Further, with regards to fasting blood glucose and insulin, we observed that the addition of N1115, FOS, or synbiotics decreased the fasting blood glucose (Figure 2 C) and insulin (Figure 2 D) to the base levels. Intraperitoneal glucose tolerance tests (IPGTT) showed that the effect on glucose metabolism was evident in as short as 30 min and persisted for at least 120 min (Figure 2 E). Homeostatic model assessment of insulin resistance (HOMA-IR) showed a high score in the HFD group, indicating impaired glucose clearance. Dietary interventions with N1115, FOS or synbiotics effectively decreased the insulin resistance (Figures 2 E, F). Next, we analyzed the transcriptional regulation of insulin receptor (InsR) and insulin receptor substrate (IRS)-1 as a direct measure to quantify insulin resistance. We noted the abrogation of transcriptional suppression of InsR and IRS-1 by HFD in the groups of FOS and synbiotics (Figures 2 G, H).

N1115, FOS and synbiotics suppress the NAFLD associated inflammation

Intracellular signaling transduction has been suggested as an integration of many inflammatory factors contributing to the development of NAFLD. The Toll-like receptor (TLR) 4-lipopolysaccharides (LPS) pathway is one of the key pathways governing the inflammation associated with NAFLD. TLR4 serves as the receptor for LPS to induce hepatic inflammation. Further, NF-κB is a transcription factor regulating a variety of cytokines closely related to the systemic inflammation. In this study, we investigated the transcriptional regulation of three genes in our animal model. Real-time PCR results showed that LPS, TLR4 and NF-κB were transcriptionally regulated by the HFD, and this regulation was canceled by the pharmaceutical actions of N1115, FOS and synbiotics (Figures 3 A–C).

Figure 3

N1115, FOS and the combinational synbiotics suppress the NAFLD associated inflammation. A – ELISA quantification of serum lipopolysaccharides. B – Real-time PCR quantification of Toll-like receptor (TLR) 4 in liver. C – Real-time PCR quantification of nuclear factor (NF)-kB in liver

^▴P < 0.05, compared to ND. ^✦P < 0.05, compared to HFD. ND – normal diet, HFD – high-fat diet, L – N1115, F – FOS.
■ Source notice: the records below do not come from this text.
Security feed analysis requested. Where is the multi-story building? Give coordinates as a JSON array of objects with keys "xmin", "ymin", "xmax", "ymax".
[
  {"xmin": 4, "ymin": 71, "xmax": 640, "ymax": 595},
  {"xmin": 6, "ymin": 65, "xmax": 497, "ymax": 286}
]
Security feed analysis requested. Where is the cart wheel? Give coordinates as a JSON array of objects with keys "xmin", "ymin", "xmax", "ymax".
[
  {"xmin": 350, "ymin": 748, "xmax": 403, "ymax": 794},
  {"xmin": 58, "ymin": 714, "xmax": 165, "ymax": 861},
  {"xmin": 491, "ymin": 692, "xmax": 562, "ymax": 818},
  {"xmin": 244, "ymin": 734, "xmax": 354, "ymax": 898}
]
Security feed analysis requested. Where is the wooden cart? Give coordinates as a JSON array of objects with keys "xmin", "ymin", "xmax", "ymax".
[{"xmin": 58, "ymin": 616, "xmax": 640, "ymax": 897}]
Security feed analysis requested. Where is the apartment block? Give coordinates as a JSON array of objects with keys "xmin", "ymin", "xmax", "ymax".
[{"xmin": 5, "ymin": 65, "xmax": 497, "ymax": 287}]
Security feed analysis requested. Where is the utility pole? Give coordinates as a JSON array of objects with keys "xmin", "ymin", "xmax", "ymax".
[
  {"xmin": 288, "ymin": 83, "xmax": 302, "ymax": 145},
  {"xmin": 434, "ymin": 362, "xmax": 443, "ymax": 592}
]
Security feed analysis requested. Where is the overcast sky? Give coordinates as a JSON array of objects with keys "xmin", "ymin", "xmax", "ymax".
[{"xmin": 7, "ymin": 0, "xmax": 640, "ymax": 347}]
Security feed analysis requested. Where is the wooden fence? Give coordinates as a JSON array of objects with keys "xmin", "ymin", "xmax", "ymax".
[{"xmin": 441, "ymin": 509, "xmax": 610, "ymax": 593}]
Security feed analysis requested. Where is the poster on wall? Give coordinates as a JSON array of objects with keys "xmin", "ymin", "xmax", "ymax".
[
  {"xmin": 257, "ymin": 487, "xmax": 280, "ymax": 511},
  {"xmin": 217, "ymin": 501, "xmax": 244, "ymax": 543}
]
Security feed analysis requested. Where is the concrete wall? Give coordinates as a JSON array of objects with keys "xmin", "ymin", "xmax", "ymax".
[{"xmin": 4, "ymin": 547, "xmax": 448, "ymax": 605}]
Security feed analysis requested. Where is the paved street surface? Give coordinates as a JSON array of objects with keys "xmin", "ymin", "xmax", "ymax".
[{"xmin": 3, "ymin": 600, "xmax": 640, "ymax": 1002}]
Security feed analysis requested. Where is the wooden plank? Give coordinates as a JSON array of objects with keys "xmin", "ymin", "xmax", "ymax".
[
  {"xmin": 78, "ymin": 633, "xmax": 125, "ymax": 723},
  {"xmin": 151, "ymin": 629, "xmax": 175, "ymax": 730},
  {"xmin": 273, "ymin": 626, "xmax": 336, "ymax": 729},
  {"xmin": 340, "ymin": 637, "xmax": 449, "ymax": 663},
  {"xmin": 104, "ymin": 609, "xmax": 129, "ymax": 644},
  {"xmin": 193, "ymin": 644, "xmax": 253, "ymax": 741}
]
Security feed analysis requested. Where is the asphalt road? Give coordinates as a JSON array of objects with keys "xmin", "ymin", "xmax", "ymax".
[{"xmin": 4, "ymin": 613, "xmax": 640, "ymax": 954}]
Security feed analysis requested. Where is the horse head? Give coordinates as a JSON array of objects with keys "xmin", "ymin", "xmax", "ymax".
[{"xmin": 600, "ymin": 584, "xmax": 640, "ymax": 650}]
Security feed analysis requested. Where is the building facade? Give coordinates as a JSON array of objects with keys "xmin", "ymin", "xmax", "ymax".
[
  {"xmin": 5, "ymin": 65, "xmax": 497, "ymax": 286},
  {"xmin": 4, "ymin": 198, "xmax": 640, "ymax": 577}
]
N1115, FOS, and synbiotics improve the intestinal barrier functions

The intestinal barrier fulfills protective functions against enteric organisms, bacterial products, and toxins. The progression of NAFLD has been related to the intestinal barrier malfunction such as increased intestinal permeability. Our H + E stained mouse intestinal tissue showed common histopathologic changes of NAFLD such as edema, ischemia, and atrophy in the HFD-fed group (Figure 4 A). Treatment with N1115, FOS and synbiotics appeared to restore the normal intestinal mucosa integrity and histology.

Figure 4

N1115, FOS, and the combinational synbiotics improve the intestinal barrier functions. A – Representative histopathologic morphologies observed in the mice intestine. Original magnification 100×. B – Western blotting analysis of p-p38, p38, occludin-1 and claudin-1. β-actin was used as loading control. Protein expression was quantified using ImageJ and presented as relative numerical values. P-p38 was normalized with p38 and β-actin. Occludin-1 and claudin-1 were normalized with β-actin

ND – normal diet, HFD – high-fat diet, L – N1115, F – FOS.

At the molecular level, we studied two tight junction proteins, occludin-1 and claudin-1. These two proteins are essential for preserving the intestinal barrier functions. In addition, the p38 mitogen-activated protein kinase (MAPK) signaling pathway regulates the molecular composition of tight junction complexes and intestinal permeability. We found that the HFD induced significant p38 MAPK phosphorylation and activation, and was associated with reduced expression of occludin-1 and claudin-1. Treating the animals with N1115, FOS and synbiotics appeared to reverse these molecular changes.